Congress passed legislation earlier this week to renew the nuclear cooperation agreement with Norway, paving the way for U.S. access to Halden Reactor Project.
“Norway’s Halden Reactor Project is a critical asset for U.S. companies,” said Daniel Lipman, Nuclear Energy Institute vice president for suppliers and international programs. “Research and testing conducted at that unique facility enables U.S. firms to continue to innovate and maintain technology leadership as they compete in the global nuclear energy market. With the agreement now in force with this important NATO ally, the research and testing can continue.”
The original agreement between the United States and Norway expired in 2014, restricting U.S. access to Norway’s Halden Reactor Project. The Halden reactor was constructed in 1958, with the help of the United States, and is supported by 19 countries.

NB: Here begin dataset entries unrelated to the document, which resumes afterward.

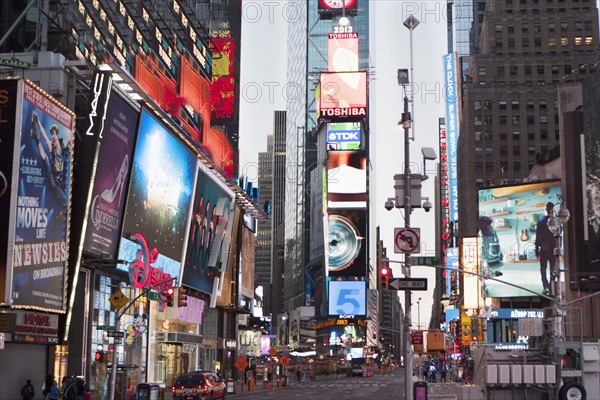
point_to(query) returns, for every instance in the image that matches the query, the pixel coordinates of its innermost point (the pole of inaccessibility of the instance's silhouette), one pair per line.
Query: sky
(263, 77)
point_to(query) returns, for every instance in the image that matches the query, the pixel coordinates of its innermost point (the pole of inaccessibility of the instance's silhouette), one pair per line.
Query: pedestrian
(544, 246)
(27, 391)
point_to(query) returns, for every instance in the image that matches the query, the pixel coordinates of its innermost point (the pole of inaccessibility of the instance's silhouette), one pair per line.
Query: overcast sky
(263, 75)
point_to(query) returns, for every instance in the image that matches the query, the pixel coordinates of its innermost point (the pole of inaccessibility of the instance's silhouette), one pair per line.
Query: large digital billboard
(343, 95)
(210, 233)
(515, 243)
(158, 203)
(111, 180)
(343, 136)
(347, 179)
(342, 51)
(44, 187)
(346, 246)
(347, 298)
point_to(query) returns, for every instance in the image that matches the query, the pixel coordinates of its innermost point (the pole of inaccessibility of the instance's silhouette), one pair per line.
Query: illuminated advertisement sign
(336, 6)
(346, 245)
(347, 179)
(222, 96)
(452, 128)
(513, 233)
(343, 51)
(343, 95)
(44, 188)
(210, 234)
(9, 131)
(347, 298)
(112, 179)
(445, 234)
(159, 198)
(343, 136)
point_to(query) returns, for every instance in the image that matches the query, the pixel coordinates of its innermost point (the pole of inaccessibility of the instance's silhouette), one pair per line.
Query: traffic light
(385, 275)
(181, 297)
(169, 294)
(99, 356)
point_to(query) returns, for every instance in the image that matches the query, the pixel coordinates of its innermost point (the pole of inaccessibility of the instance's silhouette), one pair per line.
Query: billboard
(343, 95)
(342, 51)
(343, 136)
(9, 129)
(452, 129)
(337, 6)
(347, 298)
(111, 180)
(513, 232)
(346, 247)
(158, 203)
(44, 187)
(347, 179)
(210, 233)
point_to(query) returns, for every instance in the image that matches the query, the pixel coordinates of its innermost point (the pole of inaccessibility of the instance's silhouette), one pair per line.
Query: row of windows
(564, 26)
(487, 105)
(516, 135)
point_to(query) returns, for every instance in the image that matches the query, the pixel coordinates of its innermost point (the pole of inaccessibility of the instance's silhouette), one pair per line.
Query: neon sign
(141, 272)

The Halden Reactor Project, partly financed by the Organization for Economic Cooperation and Development, is a 20-megawatt facility used to test and develop next-generation reactor fuel and test reactor components. The facility provides valuable services that are important to the development of international nuclear power plant safety and reliability aspects.
Access to the facility is critical for U.S. companies as it ensures they have an equal footing with nuclear products in the global marketplace. The United States has Section 123 nuclear cooperation agreements with over 20 nations and securing a similar agreement with Norway will help U.S. businesses prosper.